Taming the Tuition Tiger is intended to start the ball rolling, before you read all of those excellent books about savings plans, scholarships, loans, work-study, and so forth. I would advise anyone who is a parent or grandparent of a prospective college student to read this book as soon as possible. The book will not only help you focus your attention on where you will be most successful in financing college and graduate school, the book also points you towards the excellent specialized resources that will help you implement in the areas of your choice.
A great strength of this book is that it encompasses advice for all people (grandparents, parents, step-parents, aunts and uncles, and the children themselves), in all situations (marital status, different financial circumstances, different income levels), and different durations away from higher education (from future unborn children to children about to enroll). The book is masterful is customizing its advice as simply as one possibly could!
As someone who is familiar with tax planning, I was most impressed with the many discussions of how one possible approach compares to another in economic value.
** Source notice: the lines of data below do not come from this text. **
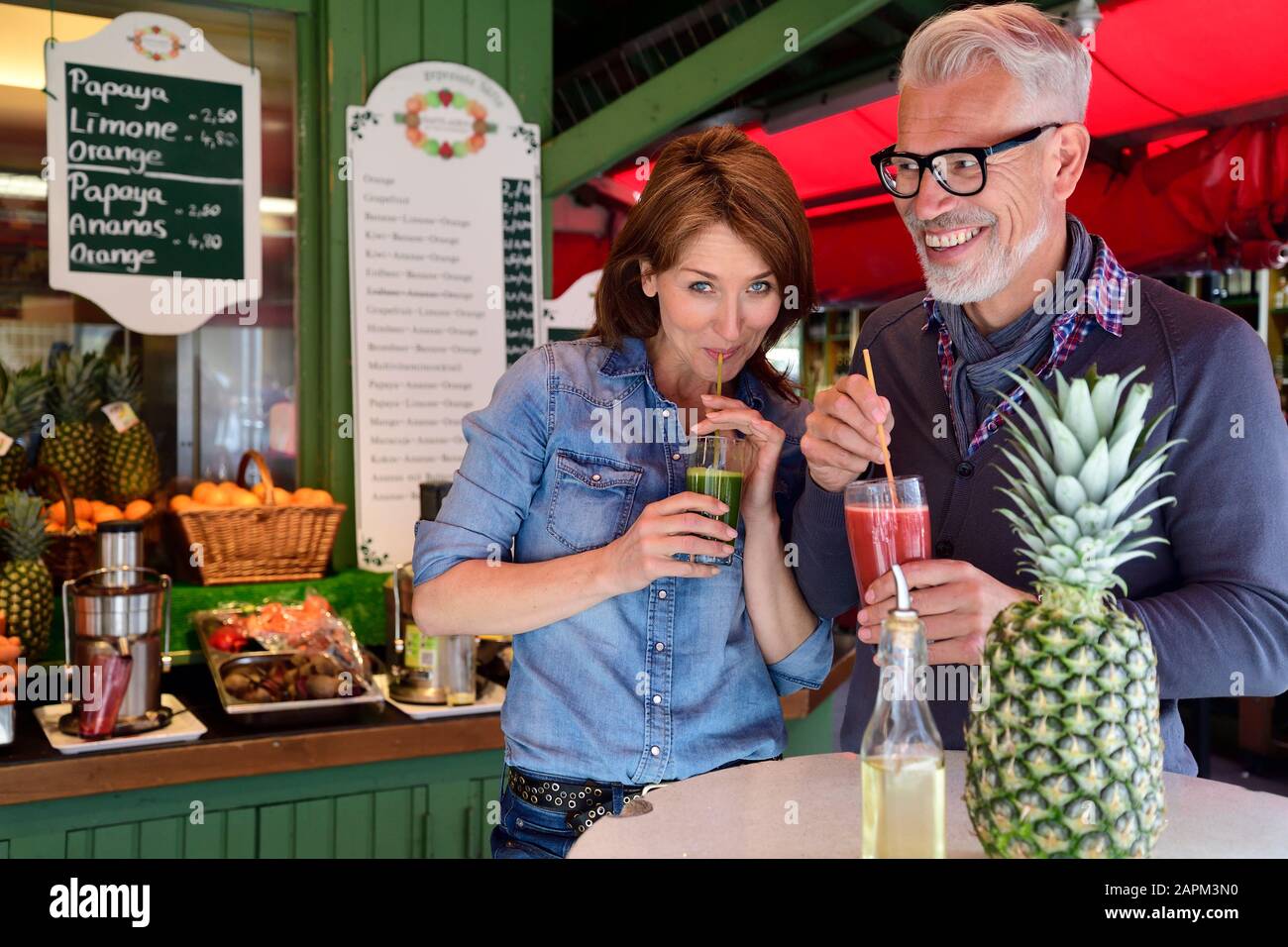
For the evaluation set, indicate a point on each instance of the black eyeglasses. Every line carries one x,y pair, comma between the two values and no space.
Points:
961,171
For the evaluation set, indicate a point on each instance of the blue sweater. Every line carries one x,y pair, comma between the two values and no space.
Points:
1215,599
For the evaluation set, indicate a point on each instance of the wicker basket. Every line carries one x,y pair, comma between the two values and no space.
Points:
258,544
73,552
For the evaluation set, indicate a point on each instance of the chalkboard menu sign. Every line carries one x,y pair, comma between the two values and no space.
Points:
154,174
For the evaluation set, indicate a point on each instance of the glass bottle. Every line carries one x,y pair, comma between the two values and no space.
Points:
902,754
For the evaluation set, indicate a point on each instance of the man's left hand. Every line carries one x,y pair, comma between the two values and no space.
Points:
956,600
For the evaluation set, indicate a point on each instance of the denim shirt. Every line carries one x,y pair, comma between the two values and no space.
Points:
662,684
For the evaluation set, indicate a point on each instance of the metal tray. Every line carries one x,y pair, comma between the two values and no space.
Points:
282,712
Unless you have top CPA available to you who is tax savvy, this is better advice than you will probably get anywhere else.
The book also covers the whole gamut from saving money (start at a community college and transfer if it doesn't much matter where you go, or studying online), to earning money (work-study programs), to finding unusual scholarships (using online search techniques for free), to filling out the need-based financial aid applications (with samples in the book), to comparing different methods of saving and investing money before college begins.
If you don't save at least $1,000 by reading and following the advice in this book, you didn't pay attention to the material in it.
Naturally, it's best to start saving long before a child is born. But for many people that's not realistic. The book even shows you how to handle any gaps in savings with low cost loans, and ways to get parts of those loans subsidized . . . or even forgiven.
With the resources in this guide, I believe that anyone can find a way to finance a college education. So what are you waiting for?